Author's Note: Written for the X-Files Lyric Wheel, May 2006. Rated safe for everyone.


Strange Encounter

by Gyrfalcon

 

"I am the god of hellfire."

Mulder started violently and tried to twist around in a space barely wide enough for him to walk. Chasing suspects into a mine shaft normally wasn't his idea of an intelligent response, but this suspect had just shot four people, one of whom was his partner, and Mulder would be damned before he let a little claustrophobia get in his way. A voice from in front, even a voice behind him would make a certain amount of sense, but this voice seemed to come out of the wall beside him.

"Damn. Shit." Mulder cursed as his shoulder rammed into the wooden supports of the shaft.

"Right. I knew that was a corny line. Where does Hell get these scripts?" the voice asked in an extremely exasperated tone.

Mulder wondered if he had inhaled some sort of fungus that produced hallucinations. Usually that type of fungus grew in unopened tombs, not mine shafts, but this wouldn't be the first time he ran headlong into a scientific anomaly. Anomalies seemed to follow him around like cats to catnip.

"Now listen. I'm supposed to deliver this very pompous sounding speech full of fire, brimstone, end of the world sorts of warnings, but really, this is hardly the place."

"Who?" Mulder ventured carefully as he played the beam of his flashlight around the shaft half afraid he wouldn't find anyone and half afraid he would.

"This isn't normally my job, but you see there was this small favor I owed, so here I am," the voice said brightly.

Mulder jumped as the beam of the flashlight illuminated a tall, beautiful young man standing somewhat apologetically in the mine shaft wall.

"Hello, there, Fox. May I call you Fox? I know you prefer Mulder but Fox is a very nice name. Your mother spent a great deal of time choosing that name for you. It is a highly appropriate name given your penchant for digging out the truth."

The young man beamed in what Mulder assumed was meant to be a disarming smile, which might have been more effective under other circumstances. Mulder staggered back against the mine shaft wall shaking loose a large cloud of dirt.

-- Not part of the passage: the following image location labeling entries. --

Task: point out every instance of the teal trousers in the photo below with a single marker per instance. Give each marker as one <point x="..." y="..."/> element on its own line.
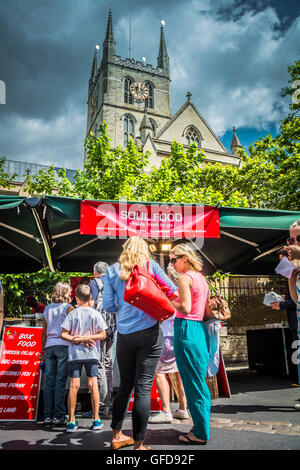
<point x="192" y="358"/>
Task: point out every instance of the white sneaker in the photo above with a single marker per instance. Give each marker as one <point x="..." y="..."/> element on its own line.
<point x="181" y="414"/>
<point x="161" y="418"/>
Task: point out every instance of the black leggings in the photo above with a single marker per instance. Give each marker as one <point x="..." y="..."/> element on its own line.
<point x="138" y="354"/>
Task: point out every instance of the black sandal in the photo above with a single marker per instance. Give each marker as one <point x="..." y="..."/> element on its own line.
<point x="191" y="441"/>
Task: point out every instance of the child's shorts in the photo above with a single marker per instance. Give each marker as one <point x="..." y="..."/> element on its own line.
<point x="75" y="369"/>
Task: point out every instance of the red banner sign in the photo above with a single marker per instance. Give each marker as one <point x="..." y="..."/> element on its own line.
<point x="122" y="220"/>
<point x="20" y="373"/>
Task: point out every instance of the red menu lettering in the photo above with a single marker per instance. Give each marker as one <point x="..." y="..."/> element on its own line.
<point x="20" y="374"/>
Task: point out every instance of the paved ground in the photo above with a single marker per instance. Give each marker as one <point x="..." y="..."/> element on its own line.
<point x="259" y="416"/>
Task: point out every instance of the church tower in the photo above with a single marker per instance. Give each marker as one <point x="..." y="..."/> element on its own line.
<point x="120" y="90"/>
<point x="134" y="99"/>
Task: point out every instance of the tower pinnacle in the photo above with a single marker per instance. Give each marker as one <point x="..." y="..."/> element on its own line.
<point x="109" y="44"/>
<point x="163" y="58"/>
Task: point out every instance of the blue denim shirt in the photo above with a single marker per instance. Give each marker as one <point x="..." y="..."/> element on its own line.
<point x="129" y="318"/>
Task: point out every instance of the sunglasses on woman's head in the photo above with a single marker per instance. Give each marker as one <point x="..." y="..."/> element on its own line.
<point x="291" y="240"/>
<point x="173" y="260"/>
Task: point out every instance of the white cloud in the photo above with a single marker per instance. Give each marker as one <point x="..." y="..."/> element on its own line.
<point x="58" y="141"/>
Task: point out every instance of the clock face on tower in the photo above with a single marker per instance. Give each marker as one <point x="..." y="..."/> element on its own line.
<point x="139" y="91"/>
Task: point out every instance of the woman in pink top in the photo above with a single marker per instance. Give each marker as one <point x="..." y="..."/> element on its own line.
<point x="191" y="340"/>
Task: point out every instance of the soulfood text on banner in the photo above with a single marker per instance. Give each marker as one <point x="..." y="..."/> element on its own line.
<point x="122" y="220"/>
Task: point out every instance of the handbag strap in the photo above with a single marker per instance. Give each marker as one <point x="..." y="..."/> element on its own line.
<point x="213" y="287"/>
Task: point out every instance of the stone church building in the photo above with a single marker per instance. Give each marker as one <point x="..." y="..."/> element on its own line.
<point x="134" y="99"/>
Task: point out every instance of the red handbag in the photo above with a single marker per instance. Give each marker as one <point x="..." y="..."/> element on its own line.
<point x="144" y="292"/>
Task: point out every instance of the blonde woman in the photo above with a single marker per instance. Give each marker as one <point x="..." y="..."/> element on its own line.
<point x="293" y="249"/>
<point x="139" y="343"/>
<point x="55" y="352"/>
<point x="191" y="340"/>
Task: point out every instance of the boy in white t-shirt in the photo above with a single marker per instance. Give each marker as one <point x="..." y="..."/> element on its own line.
<point x="84" y="327"/>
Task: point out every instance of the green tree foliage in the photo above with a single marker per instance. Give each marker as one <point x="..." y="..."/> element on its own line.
<point x="40" y="284"/>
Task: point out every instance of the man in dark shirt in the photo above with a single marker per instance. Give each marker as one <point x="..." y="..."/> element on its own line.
<point x="105" y="377"/>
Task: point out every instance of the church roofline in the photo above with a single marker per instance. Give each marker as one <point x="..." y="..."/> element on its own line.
<point x="180" y="111"/>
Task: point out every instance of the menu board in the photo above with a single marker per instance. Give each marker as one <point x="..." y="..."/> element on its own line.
<point x="20" y="374"/>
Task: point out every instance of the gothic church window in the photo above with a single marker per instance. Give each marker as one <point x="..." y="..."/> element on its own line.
<point x="128" y="128"/>
<point x="128" y="98"/>
<point x="149" y="101"/>
<point x="153" y="126"/>
<point x="191" y="135"/>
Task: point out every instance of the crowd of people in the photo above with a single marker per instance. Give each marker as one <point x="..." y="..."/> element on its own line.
<point x="82" y="332"/>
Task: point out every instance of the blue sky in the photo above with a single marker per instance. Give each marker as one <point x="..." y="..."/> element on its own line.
<point x="231" y="54"/>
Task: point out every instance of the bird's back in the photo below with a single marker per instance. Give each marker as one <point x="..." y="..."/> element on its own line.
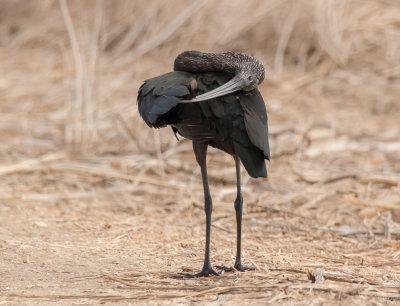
<point x="235" y="123"/>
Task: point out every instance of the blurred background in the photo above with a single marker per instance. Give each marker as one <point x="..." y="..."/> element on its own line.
<point x="73" y="144"/>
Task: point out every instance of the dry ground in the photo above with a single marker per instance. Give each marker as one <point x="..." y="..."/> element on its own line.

"Stop that. You are not going to have a heart attack. Do you realize the trouble we'd both be in if you collapse now. You're supposed to save the world, not collapse from a heart attack."

Swallowing hard and waving his hand at the dust cloud, Mulder wondered whether he was dreaming, dead, or had finally lost his mind.

"You're certainly not dead or insane, but you can always think of this as a waking dream later if it makes you feel better," the young man said with a satisfied smile.

"Where's Samuelson?" Mulder demanded, trying to find a sane rock to stand on as his sanity collapsed?

"Oh, you mean the loutish fellow who ran past here about two minutes ago?"

"Yes," Mulder snapped. For some reason it didn't surprise him that he got an apparition who apparently had majored in vague.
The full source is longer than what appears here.